House debates

Tuesday, 20 October 2020

Motions

Crown Resorts

12:36 pm

Photo of Jason ClareJason Clare (Blaxland, Australian Labor Party, Shadow Minister for Regional Services, Territories and Local Government) Share this | Hansard source

The opposition will always support motions that facilitate debate. This government all too often seeks to gag debate in this place. It doesn't like to hear alternative voices. It doesn't like to allow anybody from this side of the chamber to have their voice heard. Whenever the Leader of the Opposition stands at this dispatch box to suspend standing orders, he's almost automatically shut down. That is not good for public debate in this country. They don't let the parliament sit. It sat all too little this year. They don't like debate. Whenever the opposition leader, or any other member of the opposition, seeks to suspend standing orders, they get shut down.

They don't like scrutiny. What did the government do in response to the organisation that identified the sports rorts scandal and that identified a block of land bought in Western Sydney that was valued at $3 million but was purchased for $30 million? They cut the budget of the Australian National Audit Office. That's what happened two weeks ago. It was a $14 million cut to that organisation. The minister asked me to argue why the suspension of standing orders should occur. I'll tell you why. It's because we need a bit of scrutiny in this place. There's an organisation which, because of the budget cut two weeks ago, instead of doing 48 investigations into the way in which the government spends public money, will only be able to do about 38 next year. It doesn't like scrutiny.

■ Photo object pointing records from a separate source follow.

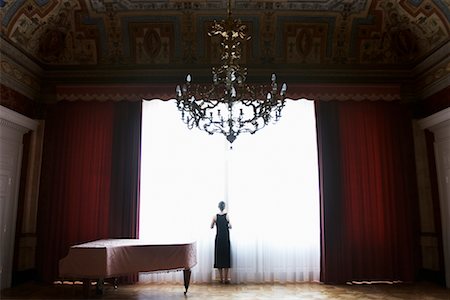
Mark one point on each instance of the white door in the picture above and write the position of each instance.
(9, 172)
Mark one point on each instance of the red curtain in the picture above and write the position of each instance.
(76, 180)
(369, 203)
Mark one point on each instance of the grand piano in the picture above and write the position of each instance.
(111, 258)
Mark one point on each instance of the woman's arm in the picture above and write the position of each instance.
(213, 222)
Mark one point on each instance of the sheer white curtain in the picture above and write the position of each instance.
(269, 181)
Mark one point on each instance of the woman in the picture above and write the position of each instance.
(222, 259)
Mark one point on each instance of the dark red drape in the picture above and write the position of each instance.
(368, 191)
(124, 217)
(81, 163)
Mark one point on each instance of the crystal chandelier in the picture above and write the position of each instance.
(230, 106)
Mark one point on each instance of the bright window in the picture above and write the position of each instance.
(269, 181)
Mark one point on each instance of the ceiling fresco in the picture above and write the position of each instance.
(172, 33)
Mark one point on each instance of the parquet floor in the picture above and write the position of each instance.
(310, 291)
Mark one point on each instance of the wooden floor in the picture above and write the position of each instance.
(313, 291)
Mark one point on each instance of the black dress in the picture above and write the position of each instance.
(222, 246)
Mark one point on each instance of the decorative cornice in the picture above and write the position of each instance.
(14, 120)
(322, 92)
(18, 71)
(433, 73)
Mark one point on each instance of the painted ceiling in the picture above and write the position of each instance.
(141, 41)
(145, 32)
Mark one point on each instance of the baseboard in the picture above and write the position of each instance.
(432, 276)
(21, 277)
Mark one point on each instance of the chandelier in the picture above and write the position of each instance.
(229, 105)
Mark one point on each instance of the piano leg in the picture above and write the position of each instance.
(99, 286)
(187, 279)
(86, 288)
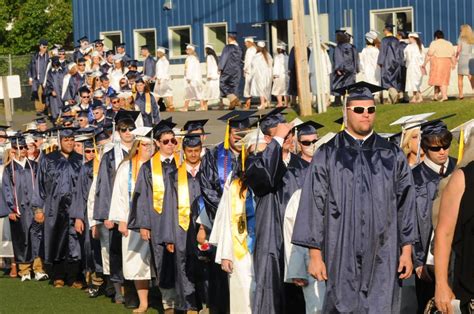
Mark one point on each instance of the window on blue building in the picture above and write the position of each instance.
(402, 18)
(216, 34)
(178, 37)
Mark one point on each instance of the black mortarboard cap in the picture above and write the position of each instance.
(164, 125)
(192, 140)
(308, 128)
(193, 125)
(238, 119)
(126, 115)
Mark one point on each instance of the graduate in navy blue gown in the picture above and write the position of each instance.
(391, 60)
(56, 180)
(346, 63)
(435, 142)
(356, 214)
(230, 68)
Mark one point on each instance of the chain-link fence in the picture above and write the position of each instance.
(18, 65)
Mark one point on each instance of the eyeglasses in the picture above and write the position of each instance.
(123, 130)
(361, 110)
(438, 148)
(307, 143)
(167, 141)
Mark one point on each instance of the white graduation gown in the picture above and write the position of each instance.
(368, 65)
(136, 254)
(212, 85)
(241, 281)
(280, 75)
(261, 77)
(6, 246)
(413, 60)
(163, 78)
(326, 71)
(297, 260)
(193, 78)
(249, 54)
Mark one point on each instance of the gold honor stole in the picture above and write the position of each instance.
(238, 220)
(158, 183)
(184, 207)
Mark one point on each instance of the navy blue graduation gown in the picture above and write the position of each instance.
(426, 185)
(18, 189)
(56, 181)
(273, 183)
(152, 118)
(90, 247)
(357, 206)
(143, 216)
(346, 61)
(54, 83)
(230, 65)
(391, 61)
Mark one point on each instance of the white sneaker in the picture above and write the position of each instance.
(25, 278)
(40, 276)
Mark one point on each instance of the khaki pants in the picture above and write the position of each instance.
(39, 105)
(25, 269)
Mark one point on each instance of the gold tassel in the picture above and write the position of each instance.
(461, 146)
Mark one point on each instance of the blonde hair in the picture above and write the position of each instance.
(466, 34)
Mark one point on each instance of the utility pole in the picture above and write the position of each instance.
(301, 58)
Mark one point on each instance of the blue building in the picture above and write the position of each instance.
(173, 23)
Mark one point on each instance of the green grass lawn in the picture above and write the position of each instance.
(41, 297)
(387, 114)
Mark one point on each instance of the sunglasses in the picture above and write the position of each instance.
(438, 148)
(123, 130)
(307, 143)
(361, 110)
(167, 141)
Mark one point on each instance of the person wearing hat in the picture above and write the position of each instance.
(369, 57)
(345, 65)
(261, 75)
(233, 233)
(230, 70)
(121, 53)
(212, 91)
(280, 76)
(37, 74)
(273, 175)
(162, 87)
(362, 271)
(146, 103)
(109, 162)
(193, 90)
(435, 141)
(250, 52)
(136, 254)
(56, 180)
(391, 61)
(413, 55)
(108, 62)
(53, 88)
(18, 187)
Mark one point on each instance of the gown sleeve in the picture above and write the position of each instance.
(311, 209)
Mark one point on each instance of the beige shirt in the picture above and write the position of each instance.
(441, 48)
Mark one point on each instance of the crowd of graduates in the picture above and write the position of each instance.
(276, 218)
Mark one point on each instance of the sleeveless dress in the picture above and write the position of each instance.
(463, 242)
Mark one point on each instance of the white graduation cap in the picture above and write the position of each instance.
(412, 120)
(191, 46)
(142, 133)
(250, 39)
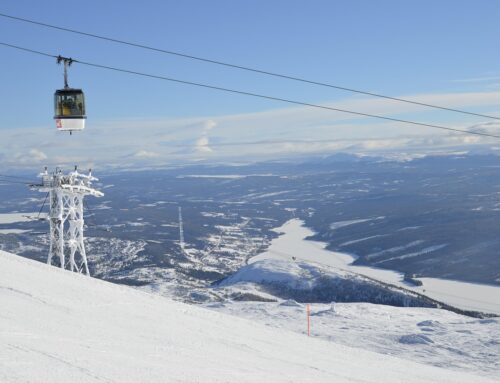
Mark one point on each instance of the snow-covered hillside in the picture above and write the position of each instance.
(56, 326)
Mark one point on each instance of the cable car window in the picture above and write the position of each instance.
(69, 104)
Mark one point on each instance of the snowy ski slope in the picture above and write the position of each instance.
(56, 326)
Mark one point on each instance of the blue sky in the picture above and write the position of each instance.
(439, 51)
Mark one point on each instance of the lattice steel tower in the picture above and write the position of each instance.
(66, 193)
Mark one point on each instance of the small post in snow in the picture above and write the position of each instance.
(308, 309)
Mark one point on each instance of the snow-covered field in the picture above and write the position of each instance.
(430, 336)
(56, 326)
(464, 295)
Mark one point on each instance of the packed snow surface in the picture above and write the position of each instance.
(56, 326)
(432, 336)
(292, 244)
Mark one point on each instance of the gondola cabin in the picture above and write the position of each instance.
(69, 105)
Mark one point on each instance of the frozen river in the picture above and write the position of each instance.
(292, 244)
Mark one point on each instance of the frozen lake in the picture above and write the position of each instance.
(292, 244)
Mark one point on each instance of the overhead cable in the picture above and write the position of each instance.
(273, 98)
(245, 68)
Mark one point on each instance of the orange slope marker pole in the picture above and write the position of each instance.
(308, 320)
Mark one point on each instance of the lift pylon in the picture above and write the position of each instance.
(66, 193)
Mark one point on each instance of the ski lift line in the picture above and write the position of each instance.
(257, 95)
(245, 68)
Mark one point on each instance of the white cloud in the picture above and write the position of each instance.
(146, 154)
(262, 135)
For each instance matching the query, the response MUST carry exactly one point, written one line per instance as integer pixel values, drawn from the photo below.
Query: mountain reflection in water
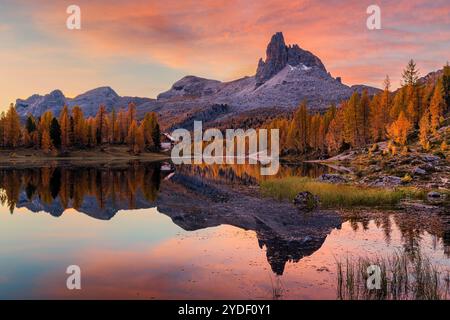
(197, 198)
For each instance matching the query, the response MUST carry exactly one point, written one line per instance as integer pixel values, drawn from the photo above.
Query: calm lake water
(144, 231)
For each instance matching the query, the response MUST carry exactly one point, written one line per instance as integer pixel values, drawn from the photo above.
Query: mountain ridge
(287, 76)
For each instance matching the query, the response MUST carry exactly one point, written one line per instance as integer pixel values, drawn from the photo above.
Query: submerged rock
(332, 178)
(418, 171)
(434, 194)
(386, 181)
(305, 201)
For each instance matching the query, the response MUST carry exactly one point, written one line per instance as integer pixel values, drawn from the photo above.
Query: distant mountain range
(288, 76)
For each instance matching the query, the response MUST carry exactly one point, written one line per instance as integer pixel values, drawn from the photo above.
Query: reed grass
(403, 277)
(338, 195)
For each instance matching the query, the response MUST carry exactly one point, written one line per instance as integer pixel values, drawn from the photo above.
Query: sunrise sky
(140, 48)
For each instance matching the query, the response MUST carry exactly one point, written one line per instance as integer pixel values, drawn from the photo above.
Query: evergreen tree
(55, 133)
(12, 127)
(437, 107)
(410, 74)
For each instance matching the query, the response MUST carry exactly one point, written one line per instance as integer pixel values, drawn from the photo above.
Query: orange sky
(141, 47)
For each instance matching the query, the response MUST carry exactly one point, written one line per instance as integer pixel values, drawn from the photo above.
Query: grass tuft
(338, 195)
(404, 276)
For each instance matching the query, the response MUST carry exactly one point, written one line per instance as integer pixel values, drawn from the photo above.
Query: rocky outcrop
(288, 76)
(332, 178)
(306, 201)
(89, 101)
(278, 56)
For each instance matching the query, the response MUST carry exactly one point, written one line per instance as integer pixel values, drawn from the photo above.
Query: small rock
(332, 178)
(387, 181)
(418, 171)
(430, 158)
(434, 194)
(305, 201)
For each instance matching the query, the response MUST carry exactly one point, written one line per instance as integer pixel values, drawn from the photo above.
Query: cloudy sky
(140, 48)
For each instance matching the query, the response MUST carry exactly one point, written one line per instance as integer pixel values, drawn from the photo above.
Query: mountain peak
(278, 55)
(102, 91)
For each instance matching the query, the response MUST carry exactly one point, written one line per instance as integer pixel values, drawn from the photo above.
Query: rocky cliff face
(278, 56)
(288, 76)
(88, 101)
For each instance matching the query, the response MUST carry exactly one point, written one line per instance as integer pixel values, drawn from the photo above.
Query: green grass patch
(338, 195)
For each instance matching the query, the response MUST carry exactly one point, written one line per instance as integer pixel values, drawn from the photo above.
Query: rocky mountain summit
(288, 76)
(279, 56)
(88, 101)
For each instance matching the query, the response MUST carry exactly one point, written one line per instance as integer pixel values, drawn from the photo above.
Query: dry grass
(338, 195)
(403, 277)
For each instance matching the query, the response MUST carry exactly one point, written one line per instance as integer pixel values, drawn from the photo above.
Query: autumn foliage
(72, 130)
(363, 119)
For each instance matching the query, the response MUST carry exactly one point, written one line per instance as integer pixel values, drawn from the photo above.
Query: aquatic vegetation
(403, 276)
(338, 195)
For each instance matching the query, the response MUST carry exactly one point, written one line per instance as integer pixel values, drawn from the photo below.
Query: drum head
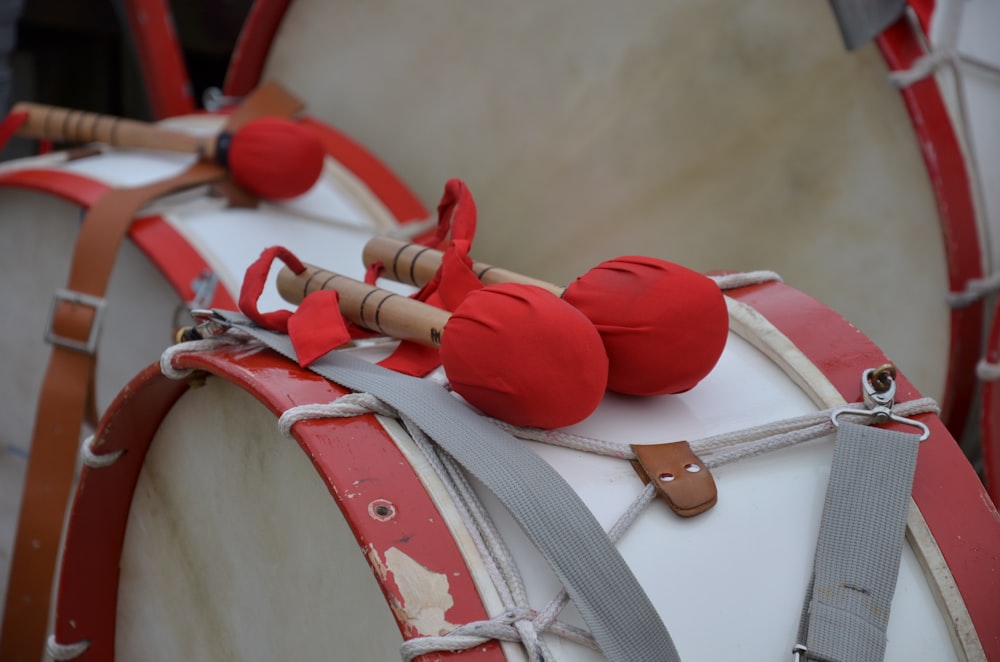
(706, 134)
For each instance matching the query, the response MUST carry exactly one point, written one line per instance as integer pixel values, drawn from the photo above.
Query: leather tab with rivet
(680, 477)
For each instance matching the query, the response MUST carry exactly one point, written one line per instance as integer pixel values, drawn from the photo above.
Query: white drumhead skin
(327, 225)
(729, 584)
(235, 549)
(233, 552)
(716, 135)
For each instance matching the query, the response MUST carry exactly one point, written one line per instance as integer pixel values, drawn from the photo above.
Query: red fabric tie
(315, 328)
(664, 326)
(451, 284)
(9, 127)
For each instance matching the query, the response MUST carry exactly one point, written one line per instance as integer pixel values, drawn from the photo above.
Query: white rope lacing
(97, 460)
(945, 53)
(519, 622)
(231, 337)
(60, 652)
(745, 278)
(988, 372)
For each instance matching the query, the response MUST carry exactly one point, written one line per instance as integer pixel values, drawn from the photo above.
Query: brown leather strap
(680, 477)
(49, 476)
(67, 388)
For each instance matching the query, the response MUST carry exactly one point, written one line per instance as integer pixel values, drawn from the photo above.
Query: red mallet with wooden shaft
(513, 351)
(272, 157)
(664, 326)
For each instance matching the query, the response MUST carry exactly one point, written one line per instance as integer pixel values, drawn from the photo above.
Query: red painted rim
(254, 43)
(87, 594)
(161, 60)
(900, 45)
(175, 257)
(946, 489)
(990, 415)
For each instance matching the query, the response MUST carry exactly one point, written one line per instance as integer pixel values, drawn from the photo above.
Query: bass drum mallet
(513, 351)
(664, 326)
(271, 157)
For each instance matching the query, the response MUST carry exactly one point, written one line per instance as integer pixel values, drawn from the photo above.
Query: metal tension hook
(878, 390)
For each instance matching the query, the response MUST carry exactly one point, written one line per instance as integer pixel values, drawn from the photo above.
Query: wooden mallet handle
(367, 306)
(414, 264)
(67, 125)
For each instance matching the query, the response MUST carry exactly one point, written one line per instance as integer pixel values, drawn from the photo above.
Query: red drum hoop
(363, 467)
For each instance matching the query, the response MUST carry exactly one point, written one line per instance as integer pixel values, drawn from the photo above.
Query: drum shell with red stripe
(211, 523)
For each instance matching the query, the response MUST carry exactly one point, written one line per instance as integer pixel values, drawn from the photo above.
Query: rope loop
(97, 460)
(346, 406)
(745, 279)
(988, 372)
(60, 652)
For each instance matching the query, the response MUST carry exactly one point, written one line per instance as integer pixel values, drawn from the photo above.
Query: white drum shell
(729, 583)
(717, 136)
(329, 224)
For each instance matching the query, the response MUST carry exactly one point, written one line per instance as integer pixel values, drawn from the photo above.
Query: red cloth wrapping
(664, 326)
(315, 328)
(453, 281)
(274, 157)
(520, 354)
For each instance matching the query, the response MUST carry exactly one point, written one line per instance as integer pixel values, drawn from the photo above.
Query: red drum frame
(946, 490)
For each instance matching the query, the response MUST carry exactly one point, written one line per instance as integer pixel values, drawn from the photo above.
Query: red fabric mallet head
(515, 352)
(272, 157)
(520, 354)
(664, 326)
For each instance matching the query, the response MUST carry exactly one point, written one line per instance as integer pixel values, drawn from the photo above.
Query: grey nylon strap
(860, 542)
(603, 588)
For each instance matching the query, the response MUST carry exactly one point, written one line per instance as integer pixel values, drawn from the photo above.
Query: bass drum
(713, 135)
(190, 248)
(213, 536)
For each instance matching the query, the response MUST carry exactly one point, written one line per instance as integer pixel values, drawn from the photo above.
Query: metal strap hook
(878, 389)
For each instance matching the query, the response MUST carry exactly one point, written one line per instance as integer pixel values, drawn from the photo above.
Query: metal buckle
(878, 388)
(98, 304)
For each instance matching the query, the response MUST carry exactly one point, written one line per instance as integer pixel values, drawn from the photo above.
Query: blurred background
(78, 54)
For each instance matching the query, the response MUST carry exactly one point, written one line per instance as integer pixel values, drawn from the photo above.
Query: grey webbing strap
(606, 593)
(860, 542)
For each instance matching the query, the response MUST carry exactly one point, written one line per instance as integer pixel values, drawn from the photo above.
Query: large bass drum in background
(213, 536)
(188, 249)
(712, 134)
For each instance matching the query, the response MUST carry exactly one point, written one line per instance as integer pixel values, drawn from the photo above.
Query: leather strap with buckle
(67, 388)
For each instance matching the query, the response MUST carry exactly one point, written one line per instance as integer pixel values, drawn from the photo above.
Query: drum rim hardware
(878, 390)
(73, 298)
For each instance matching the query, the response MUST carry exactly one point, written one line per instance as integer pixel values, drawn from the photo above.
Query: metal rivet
(381, 510)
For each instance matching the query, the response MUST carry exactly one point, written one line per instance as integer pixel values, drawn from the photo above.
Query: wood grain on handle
(414, 264)
(67, 125)
(367, 306)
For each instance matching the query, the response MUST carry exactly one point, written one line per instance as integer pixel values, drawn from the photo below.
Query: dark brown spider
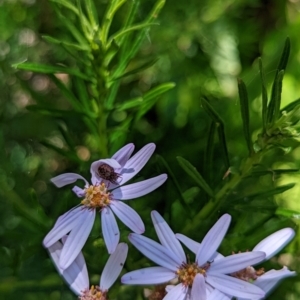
(107, 172)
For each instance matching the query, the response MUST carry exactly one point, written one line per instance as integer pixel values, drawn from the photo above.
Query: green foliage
(80, 79)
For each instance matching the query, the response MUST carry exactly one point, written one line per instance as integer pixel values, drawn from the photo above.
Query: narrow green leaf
(285, 55)
(92, 12)
(209, 152)
(83, 95)
(244, 103)
(157, 91)
(72, 45)
(113, 7)
(294, 214)
(67, 4)
(130, 19)
(291, 106)
(264, 95)
(120, 33)
(132, 103)
(85, 25)
(220, 129)
(267, 193)
(273, 172)
(195, 175)
(276, 98)
(129, 49)
(72, 156)
(73, 30)
(47, 69)
(274, 105)
(141, 68)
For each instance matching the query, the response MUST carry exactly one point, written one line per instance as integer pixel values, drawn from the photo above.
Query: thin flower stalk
(76, 275)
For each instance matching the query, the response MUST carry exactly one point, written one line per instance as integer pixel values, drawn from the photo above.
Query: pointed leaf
(209, 152)
(47, 69)
(52, 40)
(293, 214)
(264, 95)
(244, 102)
(291, 106)
(92, 12)
(285, 55)
(130, 104)
(220, 128)
(66, 4)
(269, 192)
(122, 32)
(144, 66)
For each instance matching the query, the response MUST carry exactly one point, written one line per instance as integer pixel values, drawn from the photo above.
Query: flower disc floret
(96, 196)
(187, 273)
(94, 293)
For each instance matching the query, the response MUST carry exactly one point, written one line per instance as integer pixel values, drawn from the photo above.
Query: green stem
(215, 203)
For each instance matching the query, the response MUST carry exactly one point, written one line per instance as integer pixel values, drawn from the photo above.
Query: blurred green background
(203, 47)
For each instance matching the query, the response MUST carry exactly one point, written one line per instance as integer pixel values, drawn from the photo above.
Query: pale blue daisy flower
(105, 195)
(198, 279)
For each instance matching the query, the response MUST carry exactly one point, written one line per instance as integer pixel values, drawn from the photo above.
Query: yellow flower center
(94, 293)
(187, 273)
(96, 196)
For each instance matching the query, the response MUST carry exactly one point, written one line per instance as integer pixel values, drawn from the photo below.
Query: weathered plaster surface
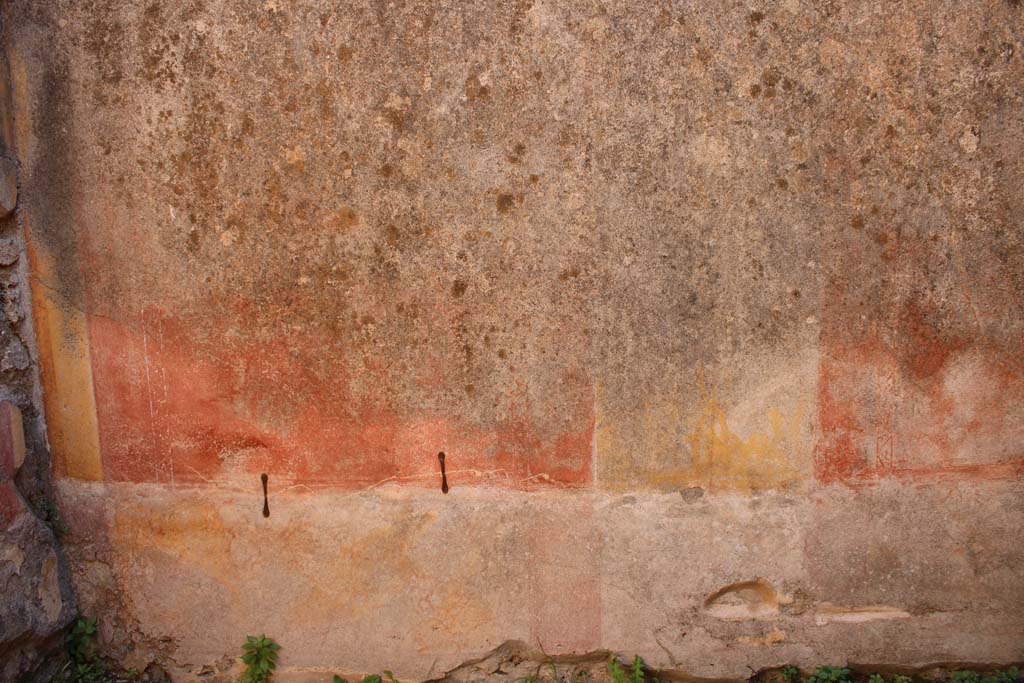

This place is where scrutiny should occur, so that's why we support the suspension of standing orders and that's why we support the establishment of a National Integrity Commission. It's essential, and I thought both sides of the house agreed. Former Prime Minister Malcolm Turnbull said that the government supported it. The current Prime Minister said that they support it. Now we're hearing that people on the backbench don't support it. If you're serious about weeding out corruption and if you're serious about good governance, then you allow debate, you encourage scrutiny, you fund organisations like the National Audit Office, you expand the remit of organisations like ACLEI and you set up a National Integrity Commission. Otherwise all you're going to get is more of what we've seen in New South Wales at ICAC last week, infesting federal politics—nobody wants that.